GM's electric cars didn't flop. They were artificially limited. They had a waiting list. GM killed them right about the time they introduced the Hummer H1 because margins on sport utility vehicles are ridiculous. An electric car, on the other hand, is an electronic device, which means it's tied into Moore's Law. The controllers really do double in power every eighteen months.

We used to say that one gallon of gas held the same energy as a thousand pounds of batteries. That was 20 years ago and we said it would take a moon shot to make it any better. Now? Now a gallon of gas has about the same energy as about 200 pounds of batteries. Our moon shot was cell phones, and they're still going.

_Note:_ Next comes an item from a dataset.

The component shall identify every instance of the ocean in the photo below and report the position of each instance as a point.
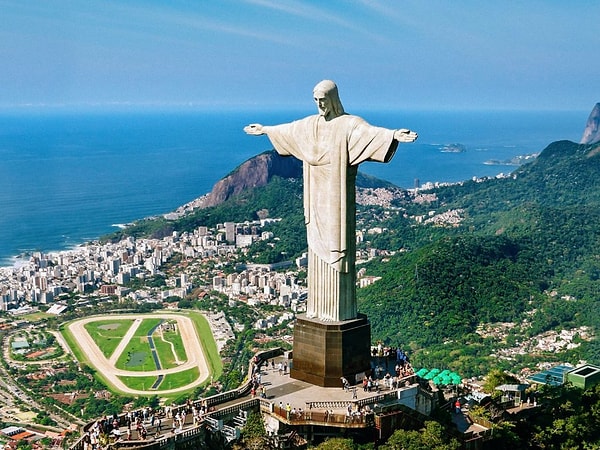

A Tesla Model S right now is basically a luxury car with a five gallon gas tank. For 95% of the driving most people do, that's more than enough. The problem with electric cars at the moment is that 95% of the market thinks they're that last 5% and they're not willing to pay one-percenter money for that 5% limitation. That won't last. Tesla and Panasonic are operating the Gigafactory jointly and Panasonic is the largest supplier of EV batteries by far. Their whole brand strategy has been exotic to high-end to mid-market to budget and they're dominant from a high-end standpoint. This ran just this morning.

In short, you are disregarding a number of important factors that put your sentiments in dispute, to put it mildly. Electric cars are a big fuckin' deal already and they're only going to get bigger.